Attendu que pour fixer la résidence habituelle des enfants chez leur mère et accorder au père un droit de visite et d'hébergement s'exerçant un mois par an, du 1er au 31 janvier pendant les vacances scolaires, l'arrêt énonce que si l'on peut regretter la décision secrète et unilatérale de Mme Y... d'aller s'établir aux antipodes avec ses enfants, il n'en demeure pas moins qu'au regard de l'intérêt des enfants, qui seul doit être pris en compte par la cour, ceux-ci sont bien intégrés socialement et au plan scolaire à Poindimie ainsi que cela ressort de très nombreuses attestations versées aux débats ; qu'après une période de doute, Mme Y... a retrouvé l'assurance et la stabilité qui lui sont nécessaires pour assumer ses obligations éducatives et que seule la certitude de pouvoir offrir aux enfants des conditions de vie indiscutablement meilleures chez leur père pourrait justifier un retour de ceux-ci chez M. X... ;

Qu'en se déterminant ainsi, sans rechercher si le comportement de la mère ne traduisait pas son refus de respecter le droit des enfants à entretenir des relations régulières avec leur père, la cour d'appel n'a pas donné de base légale à sa décision au regard des textes susvisés ;

PAR CES MOTIFS, et sans qu'il y ait lieu de statuer sur les autres branches du moyen :

CASSE ET ANNULE, dans toutes ses dispositions, l'arrêt rendu le 5 avril 2005, entre les parties, par la cour d'appel de Rennes ;

remet, en conséquence, la cause et les parties dans l'état où elles se trouvaient avant ledit arrêt et, pour être fait droit, les renvoie devant la cour d'appel de Rennes, autrement composée ;

Condamne Mme Y... aux dépens ;

Vu l'article 700 du nouveau code de procédure civile, rejette la demande de M. X... ;

Dit que sur les diligences du procureur général près la Cour de cassation, le présent arrêt sera transmis pour être transcrit en marge ou à la suite de l'arrêt cassé ;

Ainsi fait et jugé par la Cour de cassation, première chambre civile, et prononcé par le président en son audience publique du quatre juillet deux mille six.

Analyse

Publication : Bulletin 2006 I N° 339 p. 292

Il résulte des articles 373-2 et 373-2-11 3° du code civil que chacun des père et mère doit maintenir des relations personnelles avec l'enfant et respecter les liens de celui-ci avec l'autre parent, qu'à cette fin tout changement de résidence de l'un des parents, dès lors qu'il modifie les modalités d'exercice de l'autorité parentale, doit faire l'objet d'une information préalable et en temps utile de l'autre parent et le juge, lorsqu'il statue sur les modalités d'exercice de l'autorité parentale, doit notamment prendre en considération l'aptitude de chacun des parents à assumer ses devoirs et respecter les droits de l'autre.

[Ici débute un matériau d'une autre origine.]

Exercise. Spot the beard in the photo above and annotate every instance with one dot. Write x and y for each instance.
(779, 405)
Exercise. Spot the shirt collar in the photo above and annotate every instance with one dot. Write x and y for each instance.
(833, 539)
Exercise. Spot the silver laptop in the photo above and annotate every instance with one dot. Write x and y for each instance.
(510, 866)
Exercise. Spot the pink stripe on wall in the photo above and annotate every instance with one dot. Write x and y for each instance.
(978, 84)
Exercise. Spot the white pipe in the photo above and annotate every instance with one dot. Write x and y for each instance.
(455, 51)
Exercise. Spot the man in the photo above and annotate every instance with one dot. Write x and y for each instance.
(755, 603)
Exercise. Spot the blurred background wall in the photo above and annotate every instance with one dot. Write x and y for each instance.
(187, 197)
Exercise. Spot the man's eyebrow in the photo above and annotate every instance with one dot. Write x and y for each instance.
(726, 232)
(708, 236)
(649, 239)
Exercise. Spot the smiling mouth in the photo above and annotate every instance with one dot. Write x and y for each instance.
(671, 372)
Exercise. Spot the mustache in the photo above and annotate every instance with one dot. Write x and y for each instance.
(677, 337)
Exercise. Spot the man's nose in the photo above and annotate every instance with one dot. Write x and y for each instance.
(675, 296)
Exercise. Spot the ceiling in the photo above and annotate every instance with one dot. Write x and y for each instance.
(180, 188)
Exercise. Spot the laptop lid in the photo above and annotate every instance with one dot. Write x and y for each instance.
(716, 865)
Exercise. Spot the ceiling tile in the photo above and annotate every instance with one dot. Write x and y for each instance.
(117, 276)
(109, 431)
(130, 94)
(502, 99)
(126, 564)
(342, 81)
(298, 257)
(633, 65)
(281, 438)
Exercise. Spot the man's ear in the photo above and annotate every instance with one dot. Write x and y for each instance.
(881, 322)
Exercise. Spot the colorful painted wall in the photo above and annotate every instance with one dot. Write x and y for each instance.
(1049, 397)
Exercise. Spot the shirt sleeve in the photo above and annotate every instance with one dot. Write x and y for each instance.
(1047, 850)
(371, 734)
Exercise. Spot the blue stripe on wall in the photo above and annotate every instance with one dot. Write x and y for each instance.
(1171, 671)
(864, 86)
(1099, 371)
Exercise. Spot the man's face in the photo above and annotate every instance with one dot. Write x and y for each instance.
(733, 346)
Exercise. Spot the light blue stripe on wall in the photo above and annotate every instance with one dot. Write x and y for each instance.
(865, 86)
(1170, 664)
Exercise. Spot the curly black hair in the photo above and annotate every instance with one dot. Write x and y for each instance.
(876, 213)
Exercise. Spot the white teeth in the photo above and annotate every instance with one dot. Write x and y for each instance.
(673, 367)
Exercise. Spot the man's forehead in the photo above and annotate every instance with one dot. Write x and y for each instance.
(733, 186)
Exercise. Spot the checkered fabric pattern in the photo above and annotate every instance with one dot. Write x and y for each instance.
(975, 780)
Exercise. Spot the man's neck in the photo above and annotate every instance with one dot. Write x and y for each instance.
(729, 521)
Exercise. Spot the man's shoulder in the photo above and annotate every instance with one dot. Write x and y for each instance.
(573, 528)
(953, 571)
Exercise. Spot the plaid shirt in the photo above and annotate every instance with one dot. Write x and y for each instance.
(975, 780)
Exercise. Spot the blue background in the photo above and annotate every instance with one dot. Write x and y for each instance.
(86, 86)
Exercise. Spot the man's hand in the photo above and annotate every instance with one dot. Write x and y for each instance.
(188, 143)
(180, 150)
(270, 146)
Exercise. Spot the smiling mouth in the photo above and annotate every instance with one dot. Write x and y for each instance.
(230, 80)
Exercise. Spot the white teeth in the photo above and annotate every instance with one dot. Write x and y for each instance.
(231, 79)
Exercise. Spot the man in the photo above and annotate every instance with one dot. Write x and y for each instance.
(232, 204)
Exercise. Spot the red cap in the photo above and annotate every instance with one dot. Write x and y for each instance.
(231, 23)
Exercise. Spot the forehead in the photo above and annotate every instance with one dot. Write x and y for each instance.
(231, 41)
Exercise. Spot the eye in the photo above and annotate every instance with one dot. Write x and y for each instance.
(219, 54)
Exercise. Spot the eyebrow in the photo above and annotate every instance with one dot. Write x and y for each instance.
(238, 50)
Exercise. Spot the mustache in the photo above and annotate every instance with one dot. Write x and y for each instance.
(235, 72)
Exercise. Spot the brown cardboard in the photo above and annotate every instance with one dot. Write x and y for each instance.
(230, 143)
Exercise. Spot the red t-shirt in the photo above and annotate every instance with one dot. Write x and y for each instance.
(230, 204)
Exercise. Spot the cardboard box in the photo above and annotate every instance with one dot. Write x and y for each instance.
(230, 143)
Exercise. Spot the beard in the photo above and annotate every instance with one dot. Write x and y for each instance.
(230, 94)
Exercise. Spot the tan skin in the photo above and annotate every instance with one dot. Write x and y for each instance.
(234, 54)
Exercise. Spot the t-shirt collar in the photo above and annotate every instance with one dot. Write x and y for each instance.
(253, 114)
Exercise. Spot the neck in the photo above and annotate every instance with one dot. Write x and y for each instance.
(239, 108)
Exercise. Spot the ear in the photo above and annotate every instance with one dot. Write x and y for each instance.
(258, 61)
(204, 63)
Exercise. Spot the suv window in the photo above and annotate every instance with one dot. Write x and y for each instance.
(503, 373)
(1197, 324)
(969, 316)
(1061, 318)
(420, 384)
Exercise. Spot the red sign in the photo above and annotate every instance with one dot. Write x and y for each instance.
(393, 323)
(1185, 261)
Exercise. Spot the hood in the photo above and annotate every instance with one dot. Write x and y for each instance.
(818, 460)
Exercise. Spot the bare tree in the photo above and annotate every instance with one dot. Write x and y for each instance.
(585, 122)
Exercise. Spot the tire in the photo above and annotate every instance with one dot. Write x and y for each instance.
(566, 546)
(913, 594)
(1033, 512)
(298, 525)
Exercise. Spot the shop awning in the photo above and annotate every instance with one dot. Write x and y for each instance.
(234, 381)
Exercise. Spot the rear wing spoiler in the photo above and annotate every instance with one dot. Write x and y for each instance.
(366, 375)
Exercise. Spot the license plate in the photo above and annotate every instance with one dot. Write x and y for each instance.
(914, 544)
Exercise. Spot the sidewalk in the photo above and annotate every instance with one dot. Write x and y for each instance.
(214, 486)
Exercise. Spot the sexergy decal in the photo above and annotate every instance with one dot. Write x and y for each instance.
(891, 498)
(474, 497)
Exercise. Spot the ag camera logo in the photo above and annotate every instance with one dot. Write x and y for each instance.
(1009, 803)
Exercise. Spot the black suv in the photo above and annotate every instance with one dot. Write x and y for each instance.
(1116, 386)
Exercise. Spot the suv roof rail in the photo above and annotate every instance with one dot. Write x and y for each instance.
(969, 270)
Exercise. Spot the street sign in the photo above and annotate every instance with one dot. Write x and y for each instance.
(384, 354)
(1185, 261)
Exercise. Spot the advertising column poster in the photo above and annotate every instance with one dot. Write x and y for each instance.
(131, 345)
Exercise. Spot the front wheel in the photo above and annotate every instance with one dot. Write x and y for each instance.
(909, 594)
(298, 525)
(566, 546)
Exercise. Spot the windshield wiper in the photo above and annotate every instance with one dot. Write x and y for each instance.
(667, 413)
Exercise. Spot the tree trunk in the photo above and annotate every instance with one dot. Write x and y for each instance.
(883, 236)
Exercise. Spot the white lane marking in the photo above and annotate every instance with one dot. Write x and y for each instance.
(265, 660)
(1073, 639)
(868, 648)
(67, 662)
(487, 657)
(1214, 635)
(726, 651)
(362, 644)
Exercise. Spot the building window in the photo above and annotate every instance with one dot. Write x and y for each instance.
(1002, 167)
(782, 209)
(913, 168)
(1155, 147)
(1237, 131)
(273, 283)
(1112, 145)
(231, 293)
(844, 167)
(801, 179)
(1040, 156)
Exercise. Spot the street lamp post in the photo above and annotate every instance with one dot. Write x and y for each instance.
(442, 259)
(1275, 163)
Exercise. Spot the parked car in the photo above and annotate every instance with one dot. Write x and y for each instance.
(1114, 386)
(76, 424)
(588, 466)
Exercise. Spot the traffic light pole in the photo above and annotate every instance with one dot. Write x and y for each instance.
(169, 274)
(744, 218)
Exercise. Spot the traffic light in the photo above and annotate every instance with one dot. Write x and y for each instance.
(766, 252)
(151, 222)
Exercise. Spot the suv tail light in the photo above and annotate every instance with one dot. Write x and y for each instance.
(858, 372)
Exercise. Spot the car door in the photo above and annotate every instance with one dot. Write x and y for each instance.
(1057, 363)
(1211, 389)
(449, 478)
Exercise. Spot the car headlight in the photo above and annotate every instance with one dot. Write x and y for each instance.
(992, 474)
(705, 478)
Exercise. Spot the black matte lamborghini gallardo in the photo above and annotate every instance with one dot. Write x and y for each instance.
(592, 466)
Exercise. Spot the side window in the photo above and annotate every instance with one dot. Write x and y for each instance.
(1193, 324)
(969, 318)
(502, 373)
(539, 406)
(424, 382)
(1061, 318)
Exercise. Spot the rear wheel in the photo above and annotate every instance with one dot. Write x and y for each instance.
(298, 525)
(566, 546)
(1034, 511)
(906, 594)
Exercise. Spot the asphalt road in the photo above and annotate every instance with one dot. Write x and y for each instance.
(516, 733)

Prive sa décision de base légale la cour d'appel qui fixe la résidence des enfants chez leur mère, sans rechercher si le comportement de celle-ci, qui était partie s'installer avec les enfants en Nouvelle-Calédonie à l'insu de leur père sans laisser d'adresse, ne traduisait pas son refus de respecter le droit des enfants à entretenir des relations régulières avec ce dernier.